PR Objectives/KPI’s:
What will the hallmarks of success look like? Raised awareness is a goal – it’s not definitive. Your objectives should give you real outcomes against which you can measure the success of your initiatives. You can measure if web traffic to a particular landing page increased because of a video campaign. You can measure how many people shared a post on social. While engagement metrics are harder, you can define what they look like for you, the same way that you can define what constitutes a positive or negative tone in a media article.
People and channels:
Before social media, PR plans talked about “Target Audiences.” And while lots of people defined that as individuals they needed to reach, it really was supposed to be about the type of media outlet you needed to target in order to move the needle with the actual people you have to reach.
And you didn’t have to think about engaging people directly through social media.
But now, when we talk about “target audiences”, we’re really talking about:
- Who are the people you need to reach?
- What are the media outlets that can reach them?
- Who are examples of influencers that can reach them? (You will still likely need an influencer plan)

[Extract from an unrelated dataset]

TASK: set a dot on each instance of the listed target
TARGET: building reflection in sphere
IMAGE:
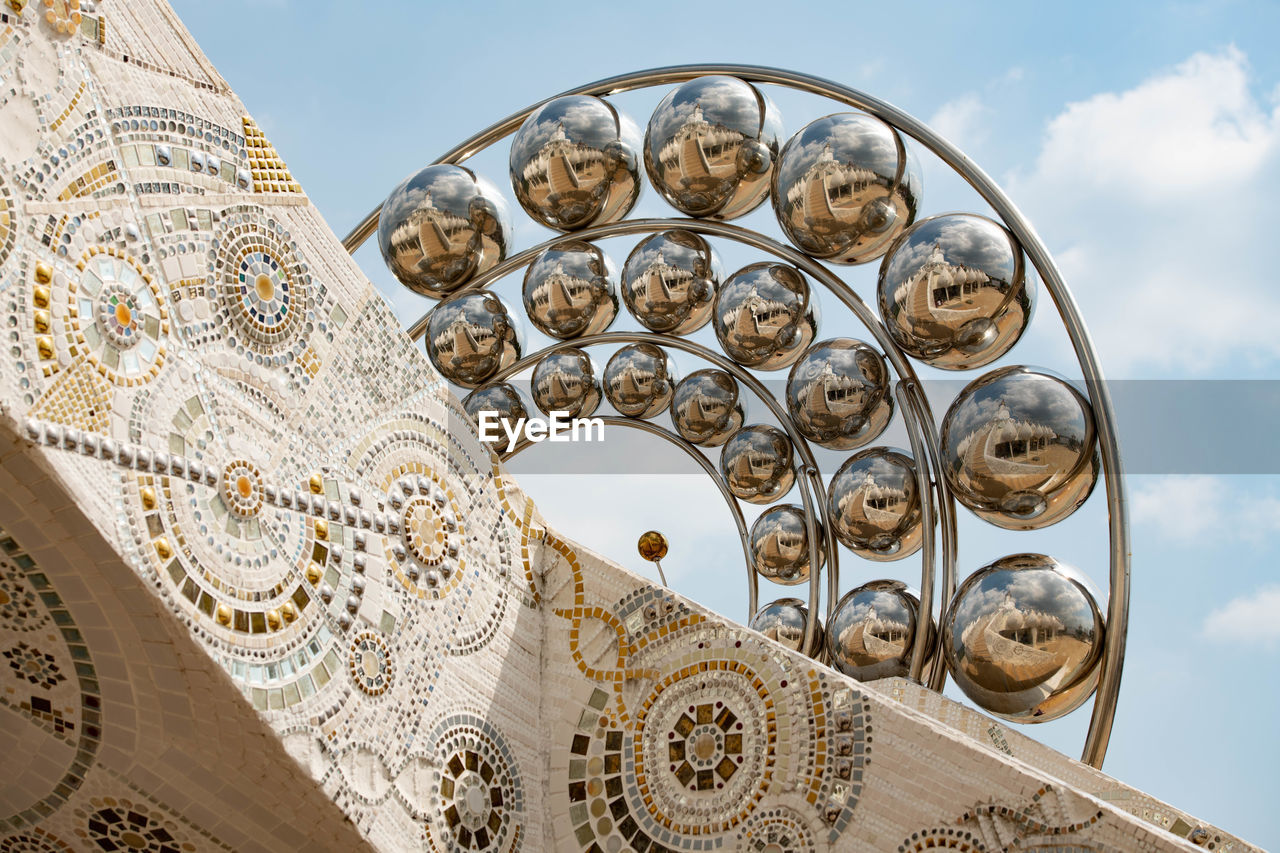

- What are the main social channels that will help you reach these people (You will still need a social media strategy and a channel plan)
Key Messages:
What do you need people to know and believe in order to get them to do what you want them to do? Those are your key messages.
Strategies:
How will you achieve your objectives which will then help you achieve your goals? Remember, objectives are measurable outcomes and goals are the bigger picture things you are trying to accomplish. Strategies are the bigger bucket, more visionary things you will do. If you were to look at President Obama or Canadian Prime Minister Justin Trudeau, you could say that one of the strategies they employed was pulling the public away from the fear-based narrative of their primary opponent with an alternative, more hopeful one that laid out a shared vision of what their nation stood for, not against.
Tactics:
What are the actual, specific things you need to do to help your strategy live. Tactics might include creating a video about a particular subject, or holding a public event, or launching a petition — what is it that you can do that will help you bring your strategy to life so that you can meeting your objectives and attain your goals.
Evaluation:
You’ve already identified objectives and KPI’s – this is a place to elaborate and get more specific if you need to. It’s also the place to outline who will be responsible for keeping on top of the evaluation process, what tools you’ll be using, the regularity with which you’ll be measuring your success and how that reporting will be communicated and to whom.
Budget:
Here is where you outline what your team will need in order to do what you’ve been tasked with doing on the PR side and what expenses you anticipate having to meet through the year.
Schedule:
You will have a more robust work back calendar in your Tactical Plans but on your Annual Plan schedule, you should log all launches, announcements and any key dates you need to work around. You can and should update as circumstances change and plans crystallize – that will help keep your PR plan vibrant and meaningful throughout the year.
In fact, you shouldn’t think of your plan as set in stone. You should update it with new opportunities – it will help you contextualize them and ensure that everything is moving in the right direction.
A final word about tone:
If it’s your company, make it super human. If it’s someone else’s company, I’d still suggest making it human and real, but check with them first because lots of people are still very allegiant to formal, stuffy documents that lull most people to sleep during the day. If you have the latitude, use this document to inspire people, including yourself. Put in language that will remind you of the vision and hopes you had. This is a living document meant to spur you on even when nothing is going right.